- Born: Eric Bruce Rimm Buffalo, New York
- Education: University of Wisconsin—Madison Computer Science Harvard School of Public Health Epidemiology
- Known for: Chronic disease epidemiology
- Awards: American Society for Nutrition General Mills Bell Institute of Health and Nutrition Innovation Award (2012)
- Scientific career
- Fields: Epidemiology Nutrition science
- Institutions: Harvard School of Public Health Harvard Medical School
- Thesis: Etiologic and methodologic studies of cardiovascular diseases in the Health Professionals Follow-up Study (1991)

= Eric Rimm =

American nutrition scientist and epidemiologist

Eric Bruce Rimm is an American nutrition scientist and epidemiologist. He is Professor of Epidemiology and Nutrition at the Harvard School of Public Health, Professor of Medicine at Harvard Medical School, and director of the Harvard School of Public Health's Program in Cardiovascular Epidemiology.
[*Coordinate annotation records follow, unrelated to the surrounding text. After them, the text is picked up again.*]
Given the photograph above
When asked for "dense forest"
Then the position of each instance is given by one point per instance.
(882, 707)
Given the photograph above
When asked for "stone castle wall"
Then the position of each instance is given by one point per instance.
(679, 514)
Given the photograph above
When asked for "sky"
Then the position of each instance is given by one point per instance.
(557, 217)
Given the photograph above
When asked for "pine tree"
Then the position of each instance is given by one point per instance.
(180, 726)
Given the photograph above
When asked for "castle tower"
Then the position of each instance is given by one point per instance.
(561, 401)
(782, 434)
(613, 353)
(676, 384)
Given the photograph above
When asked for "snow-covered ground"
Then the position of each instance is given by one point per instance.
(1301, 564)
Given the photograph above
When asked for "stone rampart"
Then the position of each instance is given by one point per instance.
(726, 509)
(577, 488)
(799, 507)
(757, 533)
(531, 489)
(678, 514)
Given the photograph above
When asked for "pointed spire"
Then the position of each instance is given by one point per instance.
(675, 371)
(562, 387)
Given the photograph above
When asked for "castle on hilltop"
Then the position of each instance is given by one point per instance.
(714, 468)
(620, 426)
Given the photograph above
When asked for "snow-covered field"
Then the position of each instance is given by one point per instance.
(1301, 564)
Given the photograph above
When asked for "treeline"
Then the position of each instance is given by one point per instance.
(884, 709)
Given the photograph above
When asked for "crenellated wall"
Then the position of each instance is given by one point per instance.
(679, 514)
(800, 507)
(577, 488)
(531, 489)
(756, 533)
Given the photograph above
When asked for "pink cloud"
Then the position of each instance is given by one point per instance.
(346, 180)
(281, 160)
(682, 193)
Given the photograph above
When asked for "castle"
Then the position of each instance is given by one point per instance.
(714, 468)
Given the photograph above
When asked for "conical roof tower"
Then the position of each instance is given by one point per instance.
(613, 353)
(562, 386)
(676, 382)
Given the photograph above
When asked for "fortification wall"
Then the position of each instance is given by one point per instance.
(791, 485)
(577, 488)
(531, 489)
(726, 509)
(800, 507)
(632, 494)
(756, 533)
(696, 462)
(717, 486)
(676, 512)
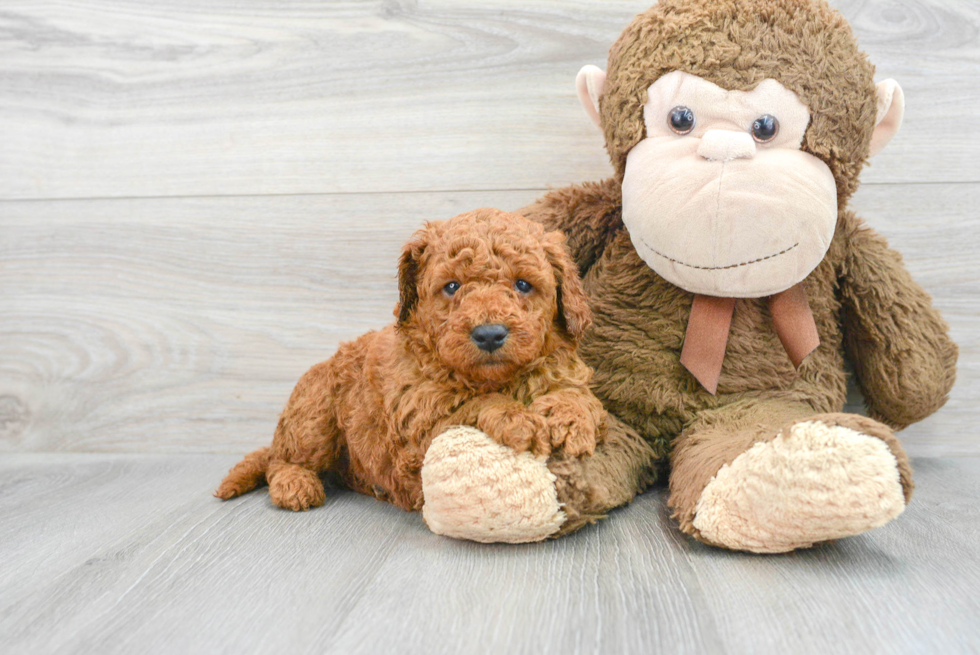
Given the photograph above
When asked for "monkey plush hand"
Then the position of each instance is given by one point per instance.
(728, 279)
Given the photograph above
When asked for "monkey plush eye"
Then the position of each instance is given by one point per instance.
(681, 120)
(523, 286)
(765, 128)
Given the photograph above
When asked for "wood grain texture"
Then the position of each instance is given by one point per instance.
(181, 325)
(178, 571)
(108, 98)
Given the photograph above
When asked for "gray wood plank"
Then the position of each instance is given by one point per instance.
(196, 575)
(108, 98)
(181, 325)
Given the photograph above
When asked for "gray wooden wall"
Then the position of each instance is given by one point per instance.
(201, 198)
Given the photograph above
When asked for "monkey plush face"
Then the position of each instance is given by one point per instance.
(718, 198)
(738, 129)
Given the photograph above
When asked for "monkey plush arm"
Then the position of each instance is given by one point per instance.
(588, 215)
(899, 344)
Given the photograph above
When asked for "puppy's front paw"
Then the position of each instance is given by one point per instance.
(294, 487)
(518, 428)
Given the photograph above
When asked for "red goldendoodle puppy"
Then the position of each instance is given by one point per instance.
(490, 311)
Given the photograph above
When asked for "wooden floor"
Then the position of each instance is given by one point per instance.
(129, 554)
(200, 199)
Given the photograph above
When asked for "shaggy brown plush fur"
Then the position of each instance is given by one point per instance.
(864, 302)
(370, 412)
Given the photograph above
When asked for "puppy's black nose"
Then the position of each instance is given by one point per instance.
(489, 337)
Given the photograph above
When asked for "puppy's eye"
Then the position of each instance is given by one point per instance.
(681, 120)
(765, 128)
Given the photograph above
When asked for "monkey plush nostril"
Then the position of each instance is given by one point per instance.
(726, 145)
(489, 337)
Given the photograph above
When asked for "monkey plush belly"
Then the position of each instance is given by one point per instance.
(635, 347)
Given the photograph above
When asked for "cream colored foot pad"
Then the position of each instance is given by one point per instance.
(818, 483)
(477, 489)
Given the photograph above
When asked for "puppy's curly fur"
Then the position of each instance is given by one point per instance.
(370, 412)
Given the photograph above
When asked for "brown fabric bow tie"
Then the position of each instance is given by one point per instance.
(711, 318)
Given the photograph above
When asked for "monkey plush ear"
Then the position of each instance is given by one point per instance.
(408, 273)
(573, 314)
(589, 84)
(891, 109)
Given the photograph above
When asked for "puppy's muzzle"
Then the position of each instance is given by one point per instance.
(489, 337)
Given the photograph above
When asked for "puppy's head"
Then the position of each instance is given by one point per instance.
(487, 293)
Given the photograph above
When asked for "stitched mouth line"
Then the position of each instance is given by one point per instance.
(718, 268)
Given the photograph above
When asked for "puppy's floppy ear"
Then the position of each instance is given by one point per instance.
(408, 274)
(573, 313)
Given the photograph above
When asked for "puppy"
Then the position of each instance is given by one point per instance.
(491, 309)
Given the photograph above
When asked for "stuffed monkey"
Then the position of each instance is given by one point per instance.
(729, 280)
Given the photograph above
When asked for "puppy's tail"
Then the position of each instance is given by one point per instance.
(245, 475)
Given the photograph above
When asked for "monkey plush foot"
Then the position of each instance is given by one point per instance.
(817, 480)
(477, 489)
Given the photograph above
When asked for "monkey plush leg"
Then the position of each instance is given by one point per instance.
(772, 477)
(294, 487)
(589, 487)
(477, 489)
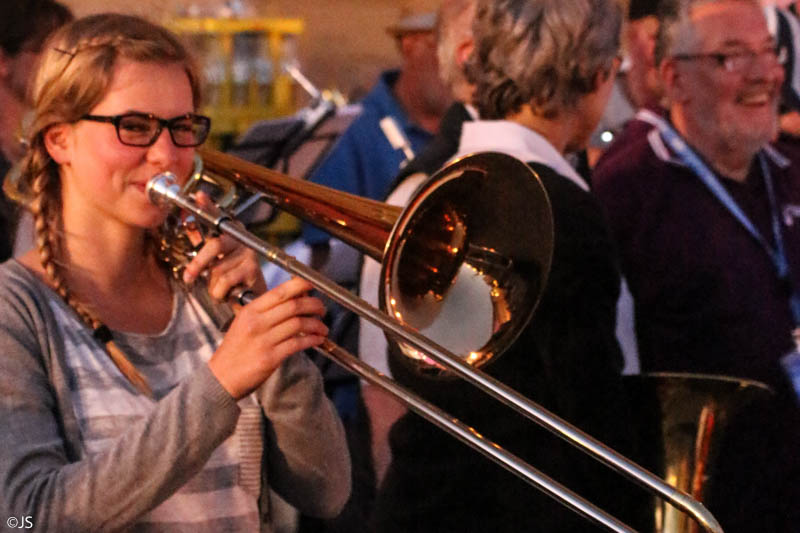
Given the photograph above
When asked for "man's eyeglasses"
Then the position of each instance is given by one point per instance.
(741, 61)
(141, 129)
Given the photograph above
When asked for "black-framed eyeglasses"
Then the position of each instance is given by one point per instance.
(739, 61)
(143, 129)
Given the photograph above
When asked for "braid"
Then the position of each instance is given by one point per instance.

He has researched the relationship between diet and the risk of chronic diseases such as obesity. Rimm was associated with the NIH-funded Moderate Alcohol and Cardiovascular Health (MACH15) study, which was terminated in 2018 after an NIH investigation found inappropriate interactions between study organizers, NIH officials, and alcohol industry representatives, and raised concerns that the study had been framed in a manner favorable to demonstrating protective effects of moderate alcohol consumption.